Wendy Brandes is a New York based designer selling beautiful high-end jewellery, and it’s fair to say, she has a marketing budget slightly smaller than Cartier’s. But with times tough for small designers and the price of gold rising all the time, she turned to social media to promote her products – more specifically, blogging. As she says in this interview:

When I started blogging in 2007, a lot of experts in luxury goods and/or public relations told me that social media would ruin my business. They said I was being too accessible and that high-end goods needed to seem out of reach or they’d lose their cachet…And, of course, all the luxury-goods companies have since decided that relating to their customers is a good thing.


Wendy shares everything about her jewellery, from her inspiration, to how she designs it, even exactly why it costs what it does. She showcases customers who’ve bought products and promotes new pieces.

Again, as with Cartier, people are drawn to the brand because of the great content. The blog is an engaging read, not just a marketing tool, so people actually want to read it.

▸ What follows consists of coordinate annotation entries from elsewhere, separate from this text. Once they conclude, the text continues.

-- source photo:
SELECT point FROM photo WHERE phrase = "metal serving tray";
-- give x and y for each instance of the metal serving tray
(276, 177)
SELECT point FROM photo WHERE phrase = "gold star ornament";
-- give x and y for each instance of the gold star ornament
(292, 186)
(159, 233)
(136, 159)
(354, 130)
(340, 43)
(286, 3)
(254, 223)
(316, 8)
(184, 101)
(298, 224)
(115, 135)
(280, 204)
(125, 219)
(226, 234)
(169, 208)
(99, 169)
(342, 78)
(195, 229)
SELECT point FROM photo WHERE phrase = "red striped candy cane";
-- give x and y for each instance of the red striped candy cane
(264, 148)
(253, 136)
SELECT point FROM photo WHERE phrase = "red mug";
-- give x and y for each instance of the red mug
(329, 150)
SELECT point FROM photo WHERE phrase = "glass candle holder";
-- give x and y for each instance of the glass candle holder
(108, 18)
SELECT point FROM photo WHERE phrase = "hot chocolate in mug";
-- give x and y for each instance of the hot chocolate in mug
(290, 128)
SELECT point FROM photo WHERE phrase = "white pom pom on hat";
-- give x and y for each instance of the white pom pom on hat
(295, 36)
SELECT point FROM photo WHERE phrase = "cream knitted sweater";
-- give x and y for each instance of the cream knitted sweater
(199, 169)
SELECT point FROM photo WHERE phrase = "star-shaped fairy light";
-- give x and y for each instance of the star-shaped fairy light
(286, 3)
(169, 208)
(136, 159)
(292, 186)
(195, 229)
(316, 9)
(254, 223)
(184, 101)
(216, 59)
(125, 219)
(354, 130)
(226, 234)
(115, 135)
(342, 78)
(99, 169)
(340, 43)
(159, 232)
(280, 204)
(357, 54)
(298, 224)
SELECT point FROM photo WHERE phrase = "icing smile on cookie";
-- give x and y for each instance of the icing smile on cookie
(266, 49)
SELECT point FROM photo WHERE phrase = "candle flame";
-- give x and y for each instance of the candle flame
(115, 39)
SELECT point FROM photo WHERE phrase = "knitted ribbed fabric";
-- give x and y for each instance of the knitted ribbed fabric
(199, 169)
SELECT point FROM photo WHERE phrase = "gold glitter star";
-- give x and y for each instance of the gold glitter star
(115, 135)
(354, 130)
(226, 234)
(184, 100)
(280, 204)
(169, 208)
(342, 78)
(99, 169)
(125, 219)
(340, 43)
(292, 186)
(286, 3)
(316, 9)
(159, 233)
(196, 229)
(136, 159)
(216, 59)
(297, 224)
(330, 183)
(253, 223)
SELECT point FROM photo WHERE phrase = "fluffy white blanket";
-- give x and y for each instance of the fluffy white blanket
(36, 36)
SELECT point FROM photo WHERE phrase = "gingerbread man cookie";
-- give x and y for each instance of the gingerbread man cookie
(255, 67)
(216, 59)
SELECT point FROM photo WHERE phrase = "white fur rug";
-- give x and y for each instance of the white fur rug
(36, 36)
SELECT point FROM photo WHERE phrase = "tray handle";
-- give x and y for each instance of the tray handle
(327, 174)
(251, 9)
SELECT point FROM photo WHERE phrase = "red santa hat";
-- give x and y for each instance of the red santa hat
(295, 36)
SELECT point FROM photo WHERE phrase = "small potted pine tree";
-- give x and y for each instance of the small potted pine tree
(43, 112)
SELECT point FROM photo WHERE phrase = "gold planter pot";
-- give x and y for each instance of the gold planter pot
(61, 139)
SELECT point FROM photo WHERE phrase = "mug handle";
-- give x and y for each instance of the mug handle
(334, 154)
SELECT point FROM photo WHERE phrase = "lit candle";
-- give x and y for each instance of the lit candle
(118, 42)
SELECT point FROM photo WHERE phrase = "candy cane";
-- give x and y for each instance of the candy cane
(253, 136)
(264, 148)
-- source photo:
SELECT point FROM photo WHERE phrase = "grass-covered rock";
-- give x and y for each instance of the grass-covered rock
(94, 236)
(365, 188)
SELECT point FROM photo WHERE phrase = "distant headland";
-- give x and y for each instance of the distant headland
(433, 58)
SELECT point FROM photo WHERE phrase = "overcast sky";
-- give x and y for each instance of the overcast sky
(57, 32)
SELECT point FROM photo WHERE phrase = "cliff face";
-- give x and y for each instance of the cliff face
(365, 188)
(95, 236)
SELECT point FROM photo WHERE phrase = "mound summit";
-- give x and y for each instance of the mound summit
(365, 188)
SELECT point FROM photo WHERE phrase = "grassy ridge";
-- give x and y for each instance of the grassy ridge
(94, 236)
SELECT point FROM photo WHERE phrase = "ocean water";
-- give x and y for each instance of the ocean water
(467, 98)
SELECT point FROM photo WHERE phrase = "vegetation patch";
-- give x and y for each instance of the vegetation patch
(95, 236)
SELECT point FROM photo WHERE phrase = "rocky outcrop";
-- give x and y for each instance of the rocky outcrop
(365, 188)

How NOT to do it – a cautionary tale from Yves Saint Laurent

I’m sure you’ve read this infamous Business of Fashion article by now. It’s all about the overbearing YSL PR team attempting to control every last detail of how they’re referred to on social media.

This old school way of doing things is no longer an option. Luxury brands need to let go of the need to micro-manage their image. They can control their own content, but not the way people react to it.

Yves Saint Laurent also have over a million followers on Twitter, but their tweets are terrible. An infrequent stream of ALL CAPS promotional messages, they’ve really missed the point of the medium.


saint laurent twitter


Two key things for luxury brands to remember:

1. Create interesting, shareable content that resonates with your brand message.

2. Make it easy for people to share your work, and don’t try and control every aspect of the conversation.